Image: Dokumentasi Pribadi
Belanda adalah negara tujuan pariwisata yang terkenal dalam bidang sejarah serta seninya. Di Kota Amsterdam, kita dapat menemukan sebuah distrik bernama Museumkwartier. Distrik tersebut dikhususkan sebagai wilayah utama tempat museum dan galeri seni berdiri. Beberapa tempat terkenal yang berdiri di distrik tersebut Rijksmuseum dan Vincent van Gogh Museum yang menampilkan seni-seni dari abad pertengahan, serta Banksy Museum yang menampilkan seni-seni modern beraliran street art.
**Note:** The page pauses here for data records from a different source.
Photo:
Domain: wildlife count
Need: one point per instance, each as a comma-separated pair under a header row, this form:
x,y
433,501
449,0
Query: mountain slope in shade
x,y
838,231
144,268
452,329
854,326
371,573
Selain terkenal akan wisata sejarah dan seninya, Belanda juga dikenal sebagai sebuah negara yang menawarkan tujuan wisata yang tidak lazim. Industri seks adalah sebuah sektor pariwisata lain yang ditawarkan oleh Belanda. Industri seks dan prostitusi merupakan kegiatan yang dianggap illegal di banyak negara di dunia. Lain halnya di Belanda. industri seks telah dilegalisasi oleh pemerintah sejak tahun 2000. Hotspot dan ikon wisata seks Belanda dapat dijumpai di Red Light District yang terletak di De Wallen, Amsterdam. Wilayah tersebut adalah pusat utama dari industri seks Belanda yang berkembang melalui keberadaan rumah bordil, sex club, dan cabaret show. Saat saya mengunjungi Kota Amsterdam, saya berkesempatan untuk mengikuti walking tour yang banyak membahas mengenai sejarah wilayah Red Light dan industri seks Belanda, khususnya di Kota Amsterdam.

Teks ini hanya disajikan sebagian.